The Storied Life of A. J. Fikry(51)
He puts on his running clothes, does a few halfhearted stretches, throws a headband over his ears, straps on his backpack, and prepares to run to the store. Now that he no longer lives above the store, his route takes him in the opposite direction of the one he used to take when Nic was alive, when Maya was a baby, in the first years of his marriage to Amelia.
He runs past Ismay’s house, which she once shared with Daniel and now shares improbably with Lambiase. He runs past the spot where Daniel died, too. He runs past the old dance studio. What was the dance teacher’s name? He knows she moved to California not too long ago, and the dance studio is empty. He wonders who will teach the little girls of Alice Island to dance? He runs past Maya’s elementary school and past her junior high and past her high school. High school. She has a boyfriend. The Furness boy is a writer. He hears them arguing all the time. He takes a shortcut through a field, and is almost through it to Captain Wiggins Street when he blacks out.
It is twenty-two degrees out, and when he wakes his hand is blue where it had rested on the ice.
He stands and warms his hands on his jacket. He has never passed out in the middle of a run before.
“Madame Olenska,” he says.
DR. ROSEN GIVES him a full examination. A.J. is in good health for his age, but there’s something strange about his eyes that gives the doctor pause.
“Have you had any other problems?” she asks.
“Well . . . Perhaps it’s just growing older, but lately I seem to have a verbal glitch every now and again.”
“Glitch?” she says.
“I catch myself. It’s not that bad. But I occasionally switch a word with another word. Child for chive, for example. Or last week I called The Grapes of Wrath “The Grapefruit Rag.” Obviously, this poses a problem in my line of work. I felt quite convinced that I was saying the right thing. My wife thought there might be an antiseizure medication that could help?”
“Aphasia,” she says. “I don’t like the sound of that.” Given A.J.’s history of seizures, the doctor decides to send him to a brain specialist in Boston.
“How’s Molly doing?” A.J. asks by way of changing the subject. The surly salesgirl hasn’t worked for him for six or seven years now.
“She’s just been accepted to . . .” And the doctor names a writing program, but A.J. isn’t paying attention. He is thinking about his brain. It strikes him that it is odd to have to use the thing that may not be working to consider the thing that isn’t working. “. . . thinks she’s going to write the Great American Novel. I suppose I have you and Nicole to blame,” the doctor says.
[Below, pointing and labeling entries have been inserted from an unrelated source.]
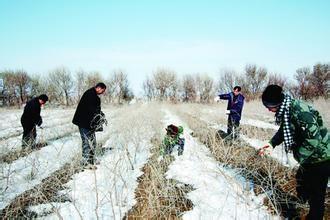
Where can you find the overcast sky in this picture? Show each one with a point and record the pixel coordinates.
(185, 36)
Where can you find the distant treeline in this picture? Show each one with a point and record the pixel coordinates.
(64, 87)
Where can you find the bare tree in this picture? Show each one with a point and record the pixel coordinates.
(205, 86)
(149, 89)
(63, 82)
(304, 89)
(93, 78)
(165, 82)
(320, 78)
(255, 79)
(189, 88)
(278, 79)
(228, 80)
(22, 82)
(81, 82)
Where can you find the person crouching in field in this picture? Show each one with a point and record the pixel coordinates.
(302, 132)
(234, 110)
(30, 119)
(173, 138)
(88, 117)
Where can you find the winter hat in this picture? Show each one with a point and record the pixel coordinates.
(180, 130)
(172, 129)
(273, 96)
(43, 97)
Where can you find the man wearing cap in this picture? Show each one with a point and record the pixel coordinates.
(302, 132)
(234, 110)
(30, 118)
(87, 119)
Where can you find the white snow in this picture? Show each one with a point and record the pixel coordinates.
(218, 192)
(109, 191)
(27, 172)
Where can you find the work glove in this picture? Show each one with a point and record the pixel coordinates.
(264, 150)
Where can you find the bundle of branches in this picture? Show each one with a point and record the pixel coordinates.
(158, 197)
(45, 192)
(268, 175)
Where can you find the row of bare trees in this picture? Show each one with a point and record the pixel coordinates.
(165, 85)
(62, 86)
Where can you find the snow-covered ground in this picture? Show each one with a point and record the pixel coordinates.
(219, 193)
(27, 172)
(109, 191)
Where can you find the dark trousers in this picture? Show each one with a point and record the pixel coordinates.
(232, 128)
(180, 144)
(88, 145)
(29, 136)
(312, 183)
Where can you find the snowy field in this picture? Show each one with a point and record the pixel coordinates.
(109, 191)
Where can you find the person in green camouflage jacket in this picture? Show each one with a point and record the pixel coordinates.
(172, 138)
(302, 132)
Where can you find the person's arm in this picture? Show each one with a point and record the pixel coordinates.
(309, 128)
(240, 103)
(277, 139)
(225, 96)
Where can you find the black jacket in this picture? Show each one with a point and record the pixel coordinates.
(88, 108)
(31, 115)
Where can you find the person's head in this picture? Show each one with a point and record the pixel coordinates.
(43, 98)
(237, 90)
(100, 88)
(272, 97)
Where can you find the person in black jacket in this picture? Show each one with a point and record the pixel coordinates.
(234, 110)
(86, 118)
(30, 118)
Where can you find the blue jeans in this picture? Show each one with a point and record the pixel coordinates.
(88, 145)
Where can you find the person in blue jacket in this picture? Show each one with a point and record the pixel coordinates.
(234, 110)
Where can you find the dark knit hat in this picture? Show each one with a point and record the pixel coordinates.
(273, 96)
(43, 97)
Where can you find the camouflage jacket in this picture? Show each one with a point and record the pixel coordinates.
(170, 142)
(311, 138)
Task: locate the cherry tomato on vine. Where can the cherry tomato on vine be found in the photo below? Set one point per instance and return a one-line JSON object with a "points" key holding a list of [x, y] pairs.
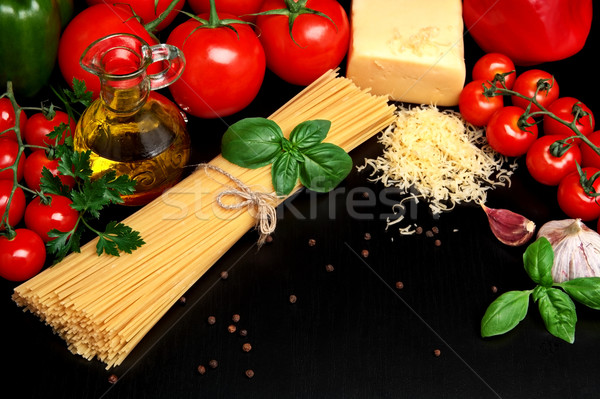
{"points": [[474, 106], [22, 256], [9, 150], [526, 85], [574, 201], [42, 217], [563, 108], [88, 26], [505, 135], [319, 45], [34, 165], [224, 68], [240, 8], [547, 168], [491, 64], [589, 157], [17, 204], [148, 10], [39, 126], [8, 119]]}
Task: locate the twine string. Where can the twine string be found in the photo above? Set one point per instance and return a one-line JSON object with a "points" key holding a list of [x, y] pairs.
{"points": [[266, 215]]}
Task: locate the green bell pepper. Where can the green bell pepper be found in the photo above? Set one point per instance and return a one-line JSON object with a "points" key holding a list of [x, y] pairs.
{"points": [[29, 35]]}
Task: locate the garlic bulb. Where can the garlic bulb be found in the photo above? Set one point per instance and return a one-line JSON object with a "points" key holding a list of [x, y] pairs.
{"points": [[576, 249]]}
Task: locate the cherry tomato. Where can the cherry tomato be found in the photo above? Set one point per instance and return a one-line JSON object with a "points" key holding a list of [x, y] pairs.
{"points": [[58, 214], [574, 201], [88, 26], [22, 256], [491, 64], [33, 170], [240, 8], [148, 10], [224, 68], [588, 156], [526, 85], [319, 44], [547, 168], [474, 106], [9, 150], [505, 135], [39, 126], [8, 119], [17, 203], [563, 108]]}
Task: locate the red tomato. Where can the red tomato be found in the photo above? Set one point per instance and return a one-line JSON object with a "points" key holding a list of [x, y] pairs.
{"points": [[8, 119], [88, 26], [547, 168], [588, 156], [148, 10], [58, 214], [491, 64], [9, 150], [22, 256], [563, 108], [505, 135], [39, 126], [574, 201], [17, 203], [526, 85], [240, 8], [224, 69], [474, 106], [319, 44], [33, 170]]}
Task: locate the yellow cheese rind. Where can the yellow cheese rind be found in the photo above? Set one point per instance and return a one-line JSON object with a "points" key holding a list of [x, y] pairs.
{"points": [[411, 51]]}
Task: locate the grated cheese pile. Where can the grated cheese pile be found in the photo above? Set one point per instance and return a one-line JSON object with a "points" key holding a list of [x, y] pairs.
{"points": [[437, 156]]}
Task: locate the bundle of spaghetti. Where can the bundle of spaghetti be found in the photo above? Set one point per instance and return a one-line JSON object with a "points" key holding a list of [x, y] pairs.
{"points": [[103, 306]]}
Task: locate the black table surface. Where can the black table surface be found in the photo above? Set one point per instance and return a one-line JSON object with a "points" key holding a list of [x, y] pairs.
{"points": [[351, 332]]}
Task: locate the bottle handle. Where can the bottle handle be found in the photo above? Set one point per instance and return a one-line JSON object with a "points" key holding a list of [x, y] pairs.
{"points": [[173, 62]]}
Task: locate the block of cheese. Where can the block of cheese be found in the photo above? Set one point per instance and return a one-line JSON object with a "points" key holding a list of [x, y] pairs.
{"points": [[409, 50]]}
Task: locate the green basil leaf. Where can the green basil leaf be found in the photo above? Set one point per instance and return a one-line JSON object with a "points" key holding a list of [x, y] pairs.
{"points": [[558, 312], [252, 142], [585, 290], [310, 133], [284, 173], [538, 260], [505, 313], [325, 166]]}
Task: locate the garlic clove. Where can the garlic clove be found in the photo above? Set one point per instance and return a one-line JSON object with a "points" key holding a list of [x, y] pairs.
{"points": [[576, 249], [509, 227]]}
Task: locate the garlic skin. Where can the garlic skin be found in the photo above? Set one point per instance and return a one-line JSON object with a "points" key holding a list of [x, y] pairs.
{"points": [[576, 249]]}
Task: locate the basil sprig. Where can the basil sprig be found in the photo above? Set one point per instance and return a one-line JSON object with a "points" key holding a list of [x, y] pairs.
{"points": [[554, 299], [256, 142]]}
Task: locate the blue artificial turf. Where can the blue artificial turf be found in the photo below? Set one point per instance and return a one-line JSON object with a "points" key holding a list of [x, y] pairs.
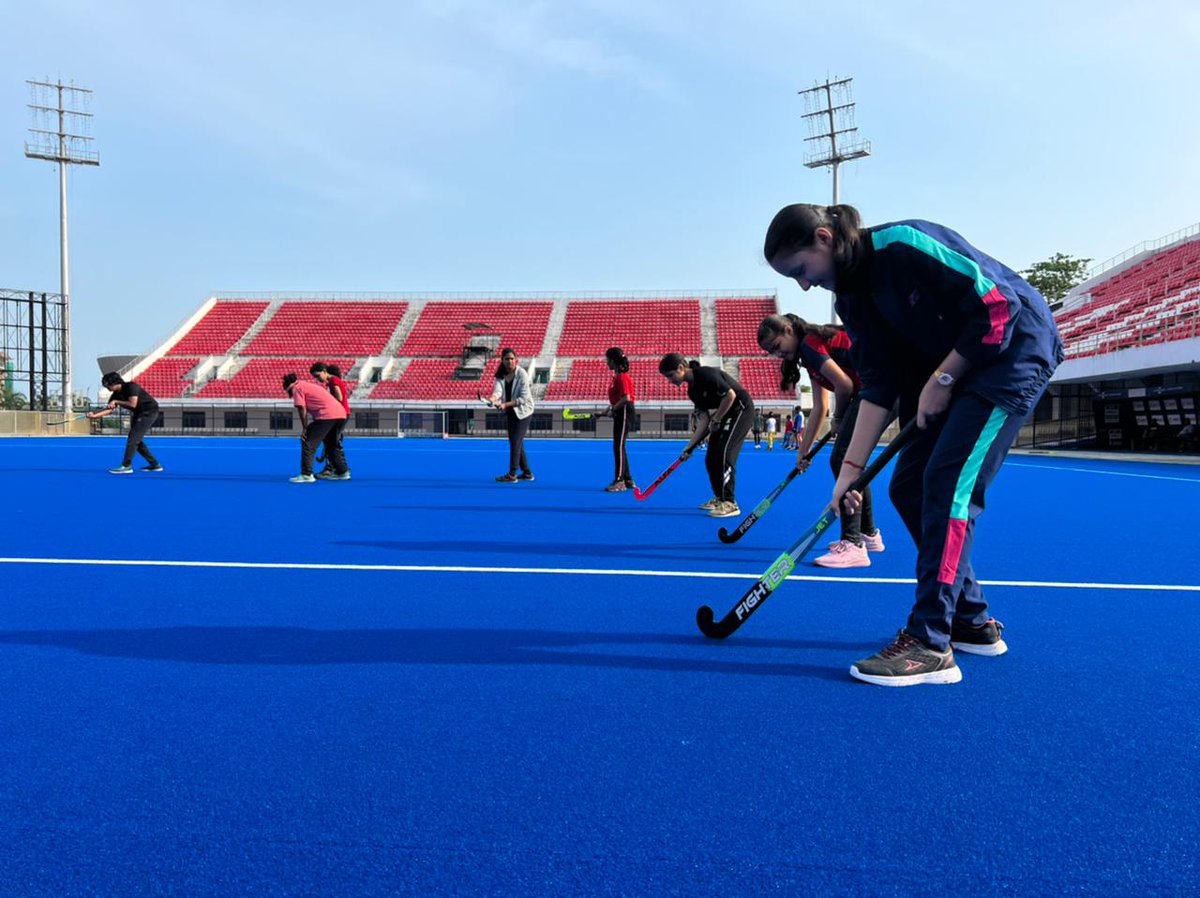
{"points": [[283, 731]]}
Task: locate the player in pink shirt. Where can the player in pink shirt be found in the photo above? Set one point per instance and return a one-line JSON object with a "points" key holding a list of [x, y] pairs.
{"points": [[319, 414], [330, 377]]}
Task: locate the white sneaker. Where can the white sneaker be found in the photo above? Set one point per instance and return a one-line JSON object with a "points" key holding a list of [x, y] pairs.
{"points": [[844, 554], [725, 509], [874, 543]]}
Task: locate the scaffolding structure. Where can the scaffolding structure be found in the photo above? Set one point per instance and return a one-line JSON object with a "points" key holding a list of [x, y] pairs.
{"points": [[61, 133], [832, 130], [33, 349]]}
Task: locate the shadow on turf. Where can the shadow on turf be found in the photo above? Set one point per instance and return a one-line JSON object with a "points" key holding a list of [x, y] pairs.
{"points": [[575, 510], [299, 646], [568, 550]]}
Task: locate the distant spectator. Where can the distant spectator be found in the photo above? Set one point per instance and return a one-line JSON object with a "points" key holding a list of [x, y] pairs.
{"points": [[621, 407], [725, 415], [514, 395], [330, 377]]}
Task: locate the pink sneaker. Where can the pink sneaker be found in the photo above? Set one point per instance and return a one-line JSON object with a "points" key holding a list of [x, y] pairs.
{"points": [[874, 543], [844, 555]]}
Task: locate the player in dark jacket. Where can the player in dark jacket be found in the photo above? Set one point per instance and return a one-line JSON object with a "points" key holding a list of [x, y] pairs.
{"points": [[967, 347], [143, 414], [823, 351], [621, 407], [725, 413]]}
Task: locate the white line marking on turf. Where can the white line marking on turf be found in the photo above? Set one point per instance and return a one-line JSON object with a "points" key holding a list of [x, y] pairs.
{"points": [[585, 572], [1111, 473]]}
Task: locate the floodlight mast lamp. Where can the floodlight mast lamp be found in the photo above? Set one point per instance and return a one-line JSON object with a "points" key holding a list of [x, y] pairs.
{"points": [[828, 118], [66, 147]]}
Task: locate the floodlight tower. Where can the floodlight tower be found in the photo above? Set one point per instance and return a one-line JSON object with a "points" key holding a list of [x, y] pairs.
{"points": [[67, 141], [831, 115]]}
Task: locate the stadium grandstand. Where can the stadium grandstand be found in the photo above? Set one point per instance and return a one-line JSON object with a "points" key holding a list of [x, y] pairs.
{"points": [[1132, 335], [408, 354], [1129, 381]]}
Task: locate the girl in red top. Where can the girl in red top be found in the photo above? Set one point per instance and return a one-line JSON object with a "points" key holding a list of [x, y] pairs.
{"points": [[621, 407], [330, 377], [823, 351]]}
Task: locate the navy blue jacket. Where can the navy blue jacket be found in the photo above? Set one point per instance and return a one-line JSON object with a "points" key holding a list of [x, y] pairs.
{"points": [[918, 289]]}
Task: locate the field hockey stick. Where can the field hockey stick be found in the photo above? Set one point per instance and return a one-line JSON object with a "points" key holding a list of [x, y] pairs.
{"points": [[761, 509], [658, 482], [783, 566]]}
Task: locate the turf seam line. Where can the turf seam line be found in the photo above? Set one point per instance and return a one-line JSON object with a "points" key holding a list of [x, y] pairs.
{"points": [[587, 572]]}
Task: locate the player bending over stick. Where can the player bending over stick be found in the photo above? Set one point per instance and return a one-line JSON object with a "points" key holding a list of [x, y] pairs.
{"points": [[967, 347], [143, 413]]}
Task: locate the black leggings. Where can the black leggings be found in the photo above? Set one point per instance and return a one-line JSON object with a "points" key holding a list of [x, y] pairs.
{"points": [[622, 419], [323, 432], [723, 452], [517, 430]]}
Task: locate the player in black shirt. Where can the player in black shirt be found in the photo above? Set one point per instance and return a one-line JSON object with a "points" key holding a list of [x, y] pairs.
{"points": [[143, 411], [726, 413]]}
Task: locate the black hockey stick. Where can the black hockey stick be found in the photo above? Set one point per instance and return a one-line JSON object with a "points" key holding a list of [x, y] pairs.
{"points": [[783, 566], [761, 509], [642, 494]]}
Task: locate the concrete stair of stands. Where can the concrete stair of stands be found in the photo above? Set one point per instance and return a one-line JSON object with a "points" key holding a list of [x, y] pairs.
{"points": [[385, 363], [708, 345], [256, 328], [553, 330]]}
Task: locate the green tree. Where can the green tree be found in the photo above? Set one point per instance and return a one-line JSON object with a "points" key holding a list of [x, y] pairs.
{"points": [[1056, 275]]}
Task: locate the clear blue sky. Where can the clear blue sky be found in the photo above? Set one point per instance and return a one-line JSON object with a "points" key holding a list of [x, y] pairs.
{"points": [[570, 144]]}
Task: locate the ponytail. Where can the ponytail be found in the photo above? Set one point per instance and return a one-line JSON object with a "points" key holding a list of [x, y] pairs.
{"points": [[773, 325], [795, 227], [672, 360]]}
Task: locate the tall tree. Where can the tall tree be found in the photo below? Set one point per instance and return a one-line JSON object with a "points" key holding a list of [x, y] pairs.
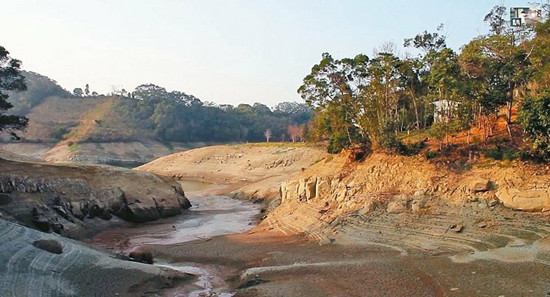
{"points": [[11, 79], [333, 88]]}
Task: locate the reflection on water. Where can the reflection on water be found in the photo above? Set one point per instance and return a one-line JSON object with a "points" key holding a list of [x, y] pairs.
{"points": [[209, 216]]}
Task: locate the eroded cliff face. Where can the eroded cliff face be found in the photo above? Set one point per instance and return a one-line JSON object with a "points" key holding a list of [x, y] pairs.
{"points": [[338, 188], [70, 199]]}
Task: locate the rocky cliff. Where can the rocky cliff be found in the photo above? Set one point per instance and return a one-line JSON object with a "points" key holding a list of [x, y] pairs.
{"points": [[70, 199], [37, 264], [409, 202]]}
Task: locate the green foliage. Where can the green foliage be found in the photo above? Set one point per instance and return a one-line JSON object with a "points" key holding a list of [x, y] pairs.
{"points": [[39, 88], [337, 143], [10, 80], [534, 116], [178, 117], [73, 146]]}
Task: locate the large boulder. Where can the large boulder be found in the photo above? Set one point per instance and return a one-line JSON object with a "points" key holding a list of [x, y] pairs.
{"points": [[526, 200], [60, 198]]}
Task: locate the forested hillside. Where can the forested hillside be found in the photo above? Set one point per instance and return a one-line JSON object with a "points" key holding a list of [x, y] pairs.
{"points": [[376, 101], [149, 113]]}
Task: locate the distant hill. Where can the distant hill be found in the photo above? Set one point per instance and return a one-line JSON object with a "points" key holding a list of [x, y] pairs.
{"points": [[135, 127]]}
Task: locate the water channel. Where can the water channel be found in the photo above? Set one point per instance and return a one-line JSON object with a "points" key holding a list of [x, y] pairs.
{"points": [[209, 216]]}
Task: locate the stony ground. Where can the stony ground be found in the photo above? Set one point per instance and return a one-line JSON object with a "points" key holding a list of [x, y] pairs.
{"points": [[385, 226]]}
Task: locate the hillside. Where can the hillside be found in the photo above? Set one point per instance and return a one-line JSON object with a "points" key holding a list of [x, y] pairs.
{"points": [[132, 128], [402, 202], [252, 170], [74, 200]]}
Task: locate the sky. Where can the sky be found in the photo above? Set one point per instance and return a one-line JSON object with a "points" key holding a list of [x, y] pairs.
{"points": [[223, 51]]}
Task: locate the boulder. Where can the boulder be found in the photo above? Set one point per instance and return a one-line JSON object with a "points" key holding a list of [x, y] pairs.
{"points": [[50, 245], [480, 185], [526, 200], [398, 205]]}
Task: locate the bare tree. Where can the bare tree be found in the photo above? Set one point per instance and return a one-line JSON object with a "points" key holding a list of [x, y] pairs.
{"points": [[267, 134], [295, 132]]}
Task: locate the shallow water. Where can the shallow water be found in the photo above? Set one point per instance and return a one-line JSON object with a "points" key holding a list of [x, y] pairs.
{"points": [[209, 216]]}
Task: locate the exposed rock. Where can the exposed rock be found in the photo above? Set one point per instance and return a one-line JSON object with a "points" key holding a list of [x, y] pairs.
{"points": [[63, 197], [398, 205], [326, 241], [456, 228], [58, 266], [415, 206], [50, 245], [527, 200], [141, 255], [480, 186]]}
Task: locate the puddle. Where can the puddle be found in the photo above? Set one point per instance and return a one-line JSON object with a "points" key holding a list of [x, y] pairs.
{"points": [[208, 217], [205, 282]]}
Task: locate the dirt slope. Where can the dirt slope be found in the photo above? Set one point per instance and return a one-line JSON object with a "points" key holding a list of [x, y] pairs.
{"points": [[401, 202], [76, 199], [255, 170]]}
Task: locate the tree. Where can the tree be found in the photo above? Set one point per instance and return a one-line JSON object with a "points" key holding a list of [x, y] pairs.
{"points": [[11, 79], [267, 134], [333, 88], [78, 92], [295, 132], [534, 117]]}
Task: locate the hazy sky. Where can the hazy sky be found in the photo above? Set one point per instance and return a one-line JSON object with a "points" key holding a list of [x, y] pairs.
{"points": [[223, 51]]}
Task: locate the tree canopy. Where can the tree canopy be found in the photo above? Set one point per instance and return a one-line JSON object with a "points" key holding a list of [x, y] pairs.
{"points": [[11, 79], [370, 100]]}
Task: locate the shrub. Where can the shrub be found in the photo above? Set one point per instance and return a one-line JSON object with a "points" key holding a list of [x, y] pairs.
{"points": [[534, 116]]}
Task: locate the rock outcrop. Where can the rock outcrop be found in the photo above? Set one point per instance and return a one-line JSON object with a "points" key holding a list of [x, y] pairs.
{"points": [[65, 198], [34, 263]]}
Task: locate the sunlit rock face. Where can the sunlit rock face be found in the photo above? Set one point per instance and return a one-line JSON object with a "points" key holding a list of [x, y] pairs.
{"points": [[65, 199]]}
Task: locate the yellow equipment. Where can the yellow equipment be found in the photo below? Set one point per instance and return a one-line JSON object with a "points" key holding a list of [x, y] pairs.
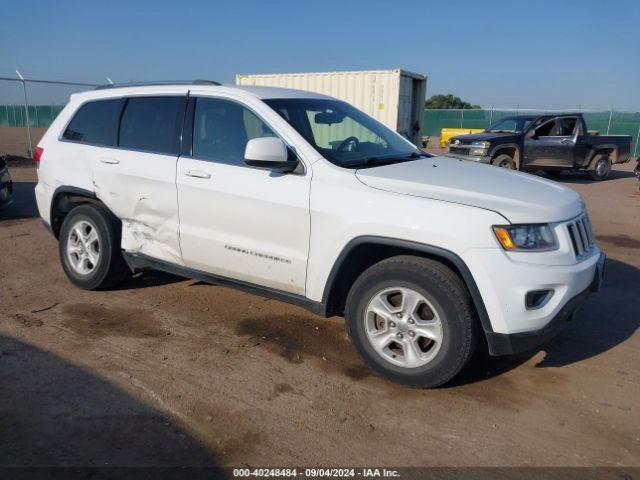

“Full responsibility,” A.J. says.
GLIOBLASTOMA MULTIFORME.
“Would you mind spelling that for me?” A.J. asks. He has not brought anyone to this appointment with him. He has not wanted anyone to know until he was certain. “I’d like to Google it later.”
The cancer is so rare that the oncologist at Massachusetts General Hospital has never seen a case other than in a scholarly publication and once on the television show Grey’s Anatomy.
“What happened to the case in the publication?” A.J. asks.
“Death. Two years,” the oncologist says.
“Two good years?”
“One pretty good year, I’d say.”
A.J. goes for the second opinion. “And on the TV show?”
The oncologist laughs, a noisy chain saw of a laugh designed to be the loudest sound in the room. See, cancer is hilarious. “I don’t think we should be making prognoses based on nighttime soap operas, Mr. Fikry.”
“What happened?”
“I believe the patient had the surgery, lived for an episode or two, thought he was in the clear, proposed to his doctor girlfriend, had a heart attack that was, apparently, unrelated to the brain cancer, and died the next episode.”
“Oh.”
“My sister writes for television, and I believe television writers call this a three-episode arc.”
“So I should expect to live somewhere between three episodes and two years.”
The oncologist chain saw laughs again. “Good. A sense of humor is key. I should say that estimate sounds about right.” The oncologist wants to schedule surgery immediately.
“Immediately?”
“Your symptoms were masked by your seizures, Mr. Fikry. And the scans show that this tumor is quite far advanced. I wouldn’t wait if I were you.”
The surgery will cost nearly as much as the down payment on their house. It is unclear how much A.J.’s meager small-businessperson insurance will cover. “If I have the surgery, how much time does it buy me?” A.J. asks.
“Depends on how much we’re able to get out. Ten years, if we manage clean margins. Two years, maybe, if not. The kind of tumor you have has the annoying tendency to grow back.”
“And if you’re successful removing the thing, am I left a vegetable?”
“We don’t like to use terms like vegetable, Mr. Fikry. But it’s in your left frontal lobe. You’ll likely experience the occasional verbal deficit. Increased aphasia, et cetera. But we won’t take out so much that you aren’t left mostly yourself. Of course, if left untreated, the tumor will grow until the language center of your brain is pretty much gone. Whether we treat or not, this will, in all likelihood, happen eventually anyway.”